Having waited several months to get an appointment with a urologist in the PNW, I thought of a solution to this problem. Anytime the waiting time to see a practitioner of a particular specialty exceeds some predetermined time, the top marginal income tax rate for those who practice that specialty becomes 90% until the wait times are within the desired range of 2-4 weeks. It won't take long for the current practitioners to demand that schools produce more graduates. The artificial scarcity is bullshit and we shouldn't put up with it.
> That’s like taxing teachers for overcrowded classrooms to induce them to lobby teaching schools.
If the NEA restricted the number of teachers the same way the medical industry limits the number of doctors I'd say yes, this is a perfect analogy. Since they don't, then it's a bad analogy.
> Doctors can decide to set up practices in the area in their own.
Not sure about private practices, but hospitals can't just open up without the current hospitals in an area agreeing that it's under served.
> Patients can see and ask who’s the hold up is. Is the pay too low? Some crazy liability laws? Whatever.
> With this publicly available, it’s much easier to compare service across the state/nation/world without having to be on the inside.
If your city limited the number of auto mechanics and granted the guild of car repair persons control over who was allowed to become a mechanic and they only allowed one garage to open up in your town, you would correctly identify this as rent seeking behavior and not a market failure. The choices at that point would be to dissolve their monopoly on auto repair or to create conditions that would encourage their normal human behavior to attenuate the rent seeking. Do you really want to dissolve the AMA? Or would you rather encourage the AMA membership to change their behavior to not artificially limit the supply of doctors?

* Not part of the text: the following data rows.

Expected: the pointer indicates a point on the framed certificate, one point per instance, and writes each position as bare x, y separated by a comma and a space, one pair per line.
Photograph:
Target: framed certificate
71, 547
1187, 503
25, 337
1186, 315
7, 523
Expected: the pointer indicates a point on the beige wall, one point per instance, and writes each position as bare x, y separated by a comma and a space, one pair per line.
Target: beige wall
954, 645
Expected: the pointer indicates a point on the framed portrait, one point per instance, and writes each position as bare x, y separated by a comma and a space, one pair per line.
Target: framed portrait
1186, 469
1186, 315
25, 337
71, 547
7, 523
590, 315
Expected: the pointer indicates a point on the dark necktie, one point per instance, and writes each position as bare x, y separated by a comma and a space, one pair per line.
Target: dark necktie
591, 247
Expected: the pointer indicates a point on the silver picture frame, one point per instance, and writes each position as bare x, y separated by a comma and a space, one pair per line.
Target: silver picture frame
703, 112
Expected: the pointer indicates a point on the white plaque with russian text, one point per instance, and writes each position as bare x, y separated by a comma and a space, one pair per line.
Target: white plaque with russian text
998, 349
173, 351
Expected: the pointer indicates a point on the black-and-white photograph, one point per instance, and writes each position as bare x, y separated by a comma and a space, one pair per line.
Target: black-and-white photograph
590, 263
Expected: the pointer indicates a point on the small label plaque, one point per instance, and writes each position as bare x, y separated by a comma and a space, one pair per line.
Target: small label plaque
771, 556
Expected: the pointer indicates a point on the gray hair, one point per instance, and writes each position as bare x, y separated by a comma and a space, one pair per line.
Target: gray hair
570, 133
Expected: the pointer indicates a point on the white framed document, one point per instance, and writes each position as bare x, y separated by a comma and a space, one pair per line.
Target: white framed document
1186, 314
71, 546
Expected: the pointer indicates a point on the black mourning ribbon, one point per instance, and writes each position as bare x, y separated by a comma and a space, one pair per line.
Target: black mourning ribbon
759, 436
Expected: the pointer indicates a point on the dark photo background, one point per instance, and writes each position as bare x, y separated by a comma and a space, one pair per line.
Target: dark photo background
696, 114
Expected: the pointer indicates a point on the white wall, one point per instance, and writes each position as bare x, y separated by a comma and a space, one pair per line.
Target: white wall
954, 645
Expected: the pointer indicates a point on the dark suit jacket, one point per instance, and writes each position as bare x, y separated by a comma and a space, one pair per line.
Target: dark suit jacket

My solution doesn't give central orders about how to fix the problem, it simply creates a penalty when there is a problem. If the various practitioners realized they could be 20% more efficient while still maintaining quality that would be fine. Or they could create more practitioners. That would also be fine. The problem was created by the industry, the industry can fix the problem.
It's industry trade organizations that limit the number of slots at medical schools and residencies. A punitive tax on the members of the organization that has artificially limited the number of practitioners seems perfectly targeted.
If you taxed 90% of the doctor's top marginal rate, wouldn't they just work long enough to get to that rate, then take the rest of the year off? You overestimate the lobbying power of doctors and underestimate how much suffering this would cause.
And tax status. And business structure. And decision-making. And liability. And every other measure that determines it.
If you can't differentiate between hospitals and the healthcare system, you should probably spend more time reading comments in this thread than writing them.